October 27, 2009
Around the world, there are roughly 700 IBM sales persons in 32 countries peddling product lifecycle management (PLM) software bundles from the Paris-headquartered Dassault Systemes (DS). DS has just offered U.S. $600 million to buy them from Big Blue.
At 11 PM Pacific Time last night, while some of us were watching the Nightly Business Report or getting ready for bed, DS finalized an agreement to buy “IBM sales and client support operations encompassing DS’ PLM software application portfolio, as well as customer contracts and related assets ...”
When the deal closes, the IBM PLM sales team will become DS employees. Al Bunshaft, IBM’s current vice-president of PLM sales, could soon be calling DS’ president and CEO Bernard Charles his boss.
The price tag represents “the largest investment in our corporate history,” revealed Charles. Indeed, the offer is more than the $408 million DS spent in 2006 to snatch up MatrixOne to bolster its PLM portfolio for medium to large enterprises; and more than the $310 million it spent in 1997 to purchase SolidWorks to grab a share of the midrange mechanical CAD market.
According to Charles’ recollection, the IBM PLM sales team was responsible for 30-35% of DS’ revenues last year. In its 2008 Annual Report, DS listed €1,335 million in revenues. So 35% of that would be roughly €467 millions or U.S. $650 million. This figure suggests, if IBM sales team can draw in just as much or more for 2009, DS could easily recover the acquisition’s cost.
A Look at the DS-IBM Partnership
In general, the DS-IBM partnership, which began in 1981, is set up as follows: DS develops (and sometimes acquires) PLM products; IBM sells them and helps buyers integrate them with their choice of hardware, middleware, and IT-ware.
IBM maintains relationships with all three leading PLM providers: DS, PTC, and Siemens.
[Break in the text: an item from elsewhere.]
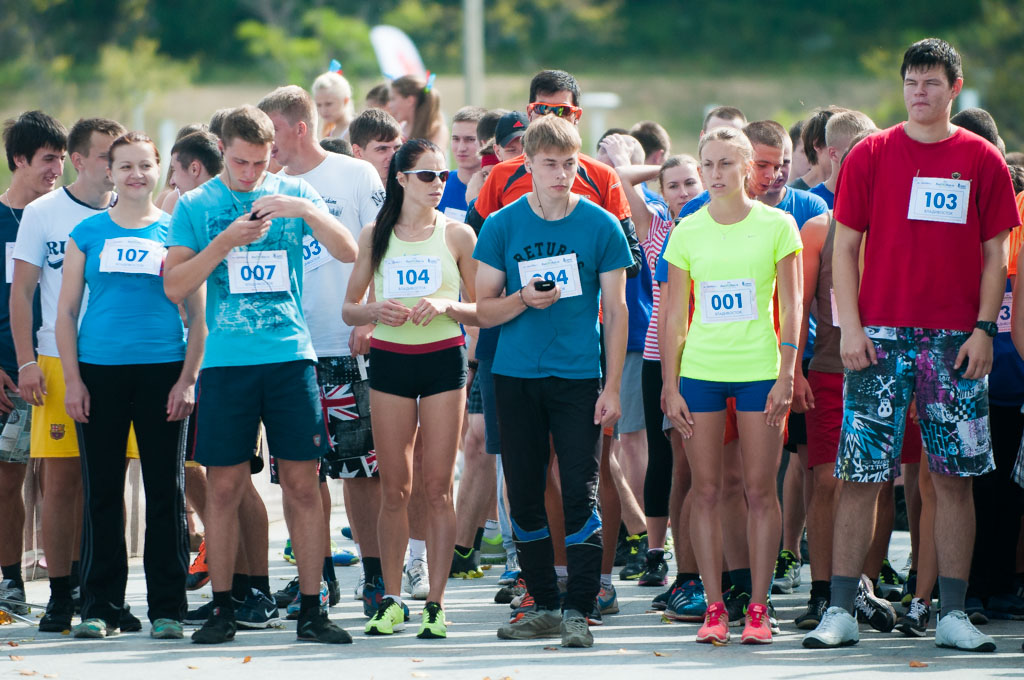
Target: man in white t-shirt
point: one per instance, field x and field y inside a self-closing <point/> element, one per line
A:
<point x="39" y="253"/>
<point x="353" y="193"/>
In fact, all three PLM merchants belong to the IBM Global PLM Alliance. This has led some industry watchers, like Brad Holtz, president and CEO of Cyon Research, to call the DS-IBM partnership “an open marriage.”
Reflecting on DS’s announcement today, Holtz wrote, “While DS gains custody of their offspring [the PLM sales operations and the associated large accounts], IBM will remain close by, freed up now to focus its efforts on its strenghts: providing middleware and global services to PLM customers ... Although they will no longer be sharing the same bed, they have renewed their vow of friendship, tightening their relationship between them at levels that are much more meaningful to all” (read Holtz’s entire blog entry here).
Jim Brown, PLM analyst and founder of Tech-Clarity, wrote, “For many, this is the dissolution of a long-standing marriage that they are comfortable with and makes sense ... To me, this is just the final correction to a legacy relationship that has served its time and purpose” (read Brown’s commentary in full here).
After the acquisition, DS expects to become an IBM Global Alliance partner (not the same as an IBM Global PLM Alliance partner), a smaller IBM inner circle. The club includes SAP, Oracle, Infor, and a handful of household names in the technology sector.
Being a Global Alliance Partner, explained Karen Lilla from IBM’s global communication, “will give DS a dedicated alliance executive at IBM and an extensive coverage model to reach a wide set of customers across all IBM divisions.”
What Can DS Customers Expect
DS’ Charles noted, as a result of the sales operation consolidation, DS customers will get a “simplified engagement process. The software acquisition will be under one set of contracts [as opose to two sets: IBM’s and DS’].”
Ken Amann, director of research at PLM consultant CIMdata, observed, “IBM will focus on its core competencies in middleware, hardware and services and will deliver solutions from multiple PLM suppliers as appropriate for each of their customers. DS will have the challenge of integrating a large organization, but they have been successful in absorbing the partner network previously managed by IBM.”
Partnership RedefinedBeside simplifying the customer acquisition and retention process, DS can soon exercise greater control over its large accounts, which IBM now handles for the company. The transfer of the sales team to DS is expected to let IBM concentrate on providing PLM consulting and integration services, the domains Big Blue is best equipped to tackle. It also leaves IBM free to resell PLM products from DS’ rivals, if it chooses to.
In the announcement to the press, IBM and DS assured, “Both companies are dedicated to strengthening and extending their cooperation in the areas of professional services, cloud computing, middleware, flexible financing, hardware, and sales and distribution.”
But by Charles’ own admission, “There was no exclusivity in the IBM and DS contract.”
Perhaps publicly professing devotion to each other while leaving enough room to explore additional opportunities is a common phenomenon of Global Collaboration.